Other short-term effects include: a modification of erythrocyte membranes that releases substances into the blood that appear to stimulate further changes; structural changes in plasma proteins (ie .can be activated up to 16 times normal);' activation of complement; immediate release of free radical oxygen, followed by a rise of antiradical factors; expansion of blood volume and slight decline in hematocrit; a drop in blood pressure; degranulation of granulocytes and mast cells; short-term decline in the number of platelets and sometimes in their functioning activation of fibrinolytic factors and reduction in the activity of coagulants; and enhanced phagocytosis. In effect, the entry of the energy from BT into the blood - a dynamic, energy - bearing fluid - changes the "correlation of forces" in the body in dozens of ways that benefit the entire organism.
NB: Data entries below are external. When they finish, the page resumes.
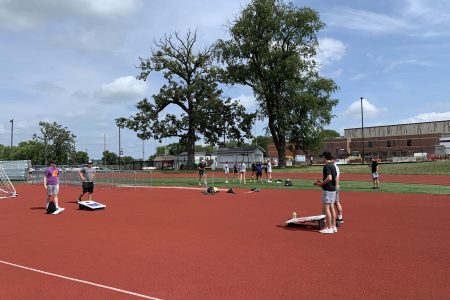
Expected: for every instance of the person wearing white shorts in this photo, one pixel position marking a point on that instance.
(51, 185)
(328, 185)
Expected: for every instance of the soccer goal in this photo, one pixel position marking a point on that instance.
(7, 190)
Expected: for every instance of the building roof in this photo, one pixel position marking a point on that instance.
(164, 158)
(239, 149)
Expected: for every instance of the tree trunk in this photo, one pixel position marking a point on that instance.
(190, 148)
(281, 147)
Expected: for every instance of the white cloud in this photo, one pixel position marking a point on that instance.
(362, 20)
(415, 62)
(29, 14)
(47, 87)
(429, 117)
(122, 89)
(249, 102)
(434, 12)
(330, 50)
(369, 110)
(359, 76)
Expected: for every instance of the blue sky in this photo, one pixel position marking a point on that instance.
(73, 62)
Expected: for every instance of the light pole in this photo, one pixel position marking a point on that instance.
(120, 149)
(362, 130)
(12, 130)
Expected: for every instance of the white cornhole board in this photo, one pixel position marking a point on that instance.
(58, 211)
(320, 219)
(90, 205)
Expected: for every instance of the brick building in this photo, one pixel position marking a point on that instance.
(397, 140)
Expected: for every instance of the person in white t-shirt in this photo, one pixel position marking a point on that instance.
(242, 170)
(226, 169)
(269, 171)
(337, 203)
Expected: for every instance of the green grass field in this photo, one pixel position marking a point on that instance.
(441, 167)
(298, 184)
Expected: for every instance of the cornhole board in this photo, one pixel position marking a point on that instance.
(318, 221)
(58, 211)
(90, 205)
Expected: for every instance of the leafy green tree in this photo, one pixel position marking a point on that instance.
(272, 49)
(192, 89)
(58, 142)
(263, 142)
(79, 157)
(310, 140)
(30, 150)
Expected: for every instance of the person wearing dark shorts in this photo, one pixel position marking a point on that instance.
(258, 172)
(87, 174)
(375, 175)
(201, 172)
(253, 171)
(328, 185)
(235, 170)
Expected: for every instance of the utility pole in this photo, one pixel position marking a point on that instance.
(12, 130)
(362, 130)
(120, 150)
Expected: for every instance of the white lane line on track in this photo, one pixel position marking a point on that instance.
(81, 281)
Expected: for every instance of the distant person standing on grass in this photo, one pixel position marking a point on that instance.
(337, 203)
(269, 171)
(375, 175)
(87, 174)
(201, 171)
(253, 171)
(259, 172)
(328, 185)
(51, 185)
(226, 169)
(235, 170)
(242, 170)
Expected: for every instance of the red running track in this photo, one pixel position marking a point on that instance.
(180, 244)
(417, 179)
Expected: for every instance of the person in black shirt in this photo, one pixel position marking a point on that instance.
(328, 185)
(201, 172)
(375, 175)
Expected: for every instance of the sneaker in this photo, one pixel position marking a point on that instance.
(326, 230)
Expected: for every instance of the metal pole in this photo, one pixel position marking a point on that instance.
(362, 130)
(12, 130)
(120, 149)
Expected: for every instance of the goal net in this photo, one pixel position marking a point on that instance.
(7, 190)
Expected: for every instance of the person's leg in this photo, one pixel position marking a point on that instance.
(327, 211)
(338, 207)
(333, 217)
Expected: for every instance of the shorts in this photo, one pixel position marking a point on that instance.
(88, 187)
(52, 189)
(337, 195)
(328, 197)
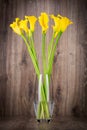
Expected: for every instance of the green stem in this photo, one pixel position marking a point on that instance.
(32, 56)
(50, 62)
(44, 53)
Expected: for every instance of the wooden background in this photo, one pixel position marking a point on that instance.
(70, 67)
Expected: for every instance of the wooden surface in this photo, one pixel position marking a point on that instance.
(55, 124)
(70, 65)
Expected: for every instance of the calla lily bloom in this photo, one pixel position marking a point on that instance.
(43, 20)
(15, 26)
(61, 24)
(32, 20)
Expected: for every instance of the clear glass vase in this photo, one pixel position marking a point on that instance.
(43, 101)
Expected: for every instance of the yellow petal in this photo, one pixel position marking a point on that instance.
(43, 20)
(32, 20)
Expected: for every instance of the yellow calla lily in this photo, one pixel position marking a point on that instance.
(23, 25)
(43, 20)
(32, 20)
(15, 26)
(61, 24)
(65, 22)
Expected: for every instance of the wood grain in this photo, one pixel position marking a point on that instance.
(17, 75)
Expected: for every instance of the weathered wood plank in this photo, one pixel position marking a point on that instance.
(17, 75)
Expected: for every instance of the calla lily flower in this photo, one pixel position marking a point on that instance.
(43, 20)
(56, 27)
(61, 24)
(32, 20)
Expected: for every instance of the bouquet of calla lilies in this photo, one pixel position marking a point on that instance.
(26, 28)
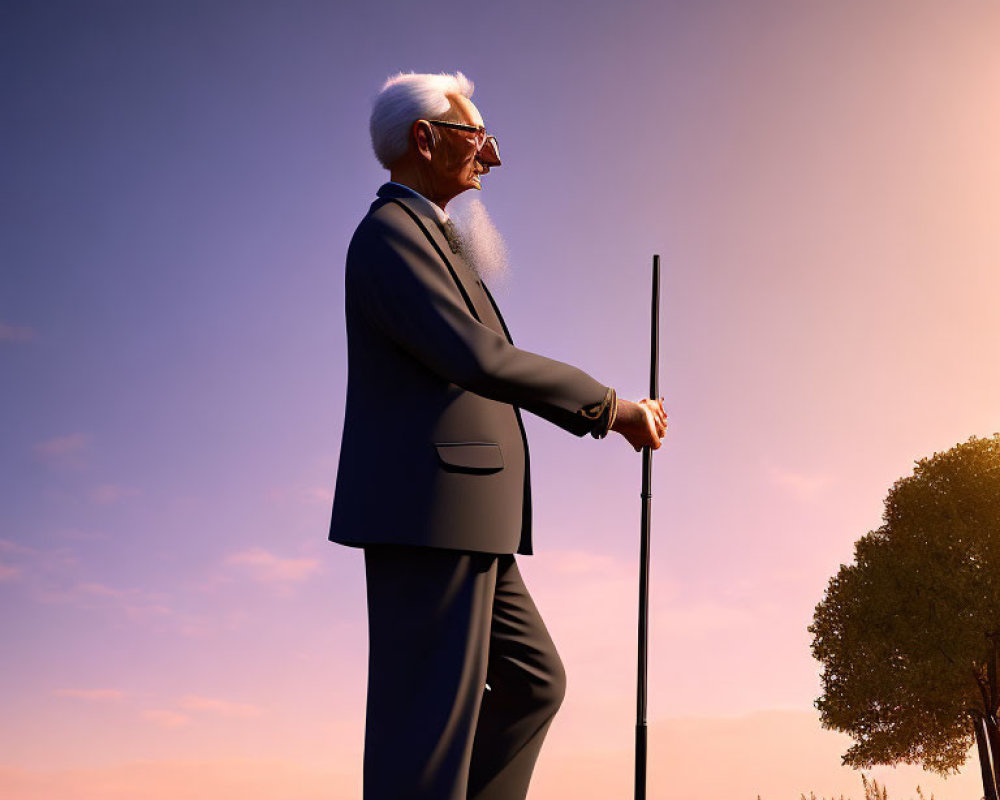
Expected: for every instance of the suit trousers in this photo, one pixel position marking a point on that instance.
(463, 677)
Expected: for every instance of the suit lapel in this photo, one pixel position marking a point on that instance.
(481, 305)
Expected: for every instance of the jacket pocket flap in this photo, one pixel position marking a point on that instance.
(470, 456)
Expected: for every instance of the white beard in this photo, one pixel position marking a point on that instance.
(480, 242)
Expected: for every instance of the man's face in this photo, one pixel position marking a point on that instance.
(455, 164)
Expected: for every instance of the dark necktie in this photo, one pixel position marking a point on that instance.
(451, 234)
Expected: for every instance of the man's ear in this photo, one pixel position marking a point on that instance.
(423, 138)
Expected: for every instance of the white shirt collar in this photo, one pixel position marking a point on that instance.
(434, 207)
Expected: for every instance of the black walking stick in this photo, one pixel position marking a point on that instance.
(647, 473)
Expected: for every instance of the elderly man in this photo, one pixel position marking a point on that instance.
(433, 482)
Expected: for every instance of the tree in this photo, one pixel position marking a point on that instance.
(908, 635)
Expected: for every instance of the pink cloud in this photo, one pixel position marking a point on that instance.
(16, 333)
(802, 485)
(166, 719)
(225, 708)
(266, 567)
(91, 694)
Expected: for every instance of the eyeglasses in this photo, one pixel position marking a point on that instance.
(486, 146)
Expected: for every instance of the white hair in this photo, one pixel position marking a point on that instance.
(405, 98)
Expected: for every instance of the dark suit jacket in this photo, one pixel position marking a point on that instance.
(433, 450)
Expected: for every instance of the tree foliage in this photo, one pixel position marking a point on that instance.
(908, 633)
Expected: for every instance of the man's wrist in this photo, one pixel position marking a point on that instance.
(606, 416)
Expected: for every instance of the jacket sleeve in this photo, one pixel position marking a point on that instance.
(400, 284)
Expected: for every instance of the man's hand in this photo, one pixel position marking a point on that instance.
(642, 423)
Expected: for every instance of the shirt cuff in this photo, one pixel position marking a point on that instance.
(603, 414)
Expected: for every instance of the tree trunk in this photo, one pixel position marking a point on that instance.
(985, 762)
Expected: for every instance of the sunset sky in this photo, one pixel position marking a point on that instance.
(179, 184)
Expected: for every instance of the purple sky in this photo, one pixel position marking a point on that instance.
(179, 185)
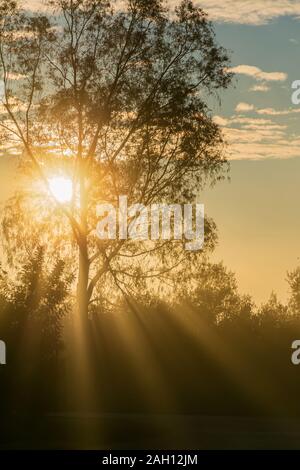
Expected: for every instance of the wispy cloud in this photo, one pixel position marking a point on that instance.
(254, 12)
(260, 87)
(278, 112)
(258, 74)
(244, 107)
(255, 138)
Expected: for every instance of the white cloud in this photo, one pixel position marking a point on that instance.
(275, 112)
(244, 107)
(258, 74)
(221, 121)
(260, 88)
(254, 138)
(255, 12)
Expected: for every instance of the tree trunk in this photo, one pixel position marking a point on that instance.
(84, 264)
(83, 281)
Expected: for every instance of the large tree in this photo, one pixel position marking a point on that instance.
(116, 99)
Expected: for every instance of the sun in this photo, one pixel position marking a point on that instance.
(61, 188)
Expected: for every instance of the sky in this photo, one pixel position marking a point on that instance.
(257, 211)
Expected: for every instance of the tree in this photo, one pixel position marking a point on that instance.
(116, 100)
(293, 279)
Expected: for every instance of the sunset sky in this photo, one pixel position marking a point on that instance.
(257, 212)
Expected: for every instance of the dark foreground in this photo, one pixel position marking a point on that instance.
(121, 431)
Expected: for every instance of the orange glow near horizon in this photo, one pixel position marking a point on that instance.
(61, 188)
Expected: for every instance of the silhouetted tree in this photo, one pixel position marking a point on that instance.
(117, 99)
It is possible that the fragments of bacteria, virus, and cells that are destroyed by BT act as a kind of vaccine in the plasma, enhancing the immune response. BT also reverses the suppression of the detoxifying function of the liver.
Finally, BT may be accompanied by psychologically-induced effects akin to a placebo effect and arising from patients' perception of it as especially powerful or as more natural than chemotherapy. In a clinical trial of LUBI in rheumatoid arthritis, a control group of 18 was given an "intrusive placebo" that consisted of the daily insertion of the IV laser waveguide, except that unbeknownst to them the laser beam was not turned on. Two patients had "significant improvement" and 12 had "improvement", which equaled the effects achieved by another group that received 4-6 sessions of LUBI over the course of two weeks though it was nowhere near as good as the response of two groups that were treated daily for six days [Zvereva et a1. (1994)].